Der Abschied von lästigen, schmerzenden Zähnen scheint die Lösung aller Probleme zu sein.Der Verlust der eigenen Zähne wird häufig noch als eine unvermeidliche Folge des Älterwerdens betrachtet. Die Zähne gehen durch mangelnde Vorsorge und daraus resultierende Karies (Löcher) und Parodontitis ("Parodontose" im Volksmund) verloren. Leider finden die meisten unter uns dies immer noch normal oder sehen darin gar die Lösung all der Probleme und Schmerzen, die sie mit ihren Zähnen durchgemacht haben. Dabei können gute Zahnpflege, vernünftige Essgewohnheiten (wenig Zucker) und regelmäßige Kontrolle und Behandlung durch den Zahnarzt fast immer dafür sorgen, dass man die eigenen Zähne bis ins hohe Alter behält.

Wenn es aber nun doch passiert ist, einige oder sogar alle Zähne sind gezogen - was dann ?

Im ersten Moment ist der Patient oft erleichtert. Er hat keine Schmerzen mehr und ist froh, erst einmal wieder einen großen Bogen um die Praxis des Zahnarztes machen zu können. Die Wunden im Mund verheilen und alle Probleme scheinen gelöst. Sind jedoch nur noch wenige Zähne übrig geblieben oder ist der Patient nun zahnlos, so werden recht schnell wieder neue Probleme auftauchen:

  • Das Kauen klappt nicht mehr so richtig (das Essen von Brei, Pudding und Apfelmus langweilen auf die Dauer auch)
  • Das Sprechen (und vor allem auch laut rufen) kann schwierig werden
  • Das Äußere verändert sich. Das Gesicht wirkt alt und eingefallen und, das Lachen bleibt oftmals im Halse stecken, aus Angst die Prothese zu verlieren oder Zahnlücken zu zeigen. Entsprechende Kommentare der Mitmenschen tragen auch nicht gerade zum Wohlbefinden bei.
  • Psychische Veränderungen treten ein, das Selbstbewusstsein leidet stark.

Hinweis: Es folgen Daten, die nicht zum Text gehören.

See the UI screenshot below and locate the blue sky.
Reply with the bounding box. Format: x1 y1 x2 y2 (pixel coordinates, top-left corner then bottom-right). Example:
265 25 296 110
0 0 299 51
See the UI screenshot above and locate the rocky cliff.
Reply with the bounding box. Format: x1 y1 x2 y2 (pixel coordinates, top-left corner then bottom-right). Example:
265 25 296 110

Wenn das Gebiss lose ist, kann ein Implantat helfen.Also sieht man sich doch wieder gezwungen, den Zahnarzt aufzusuchen. Der wird schließlich wissen, wie man diesen Problemen zu Leibe rücken kann.

Der Verlust der Zähne, der anfangs die Lösung
aller Beschwerden zu sein scheint,
stellt im Laufe der Zeit immer mehr
ein Problem als eine Lösung dar.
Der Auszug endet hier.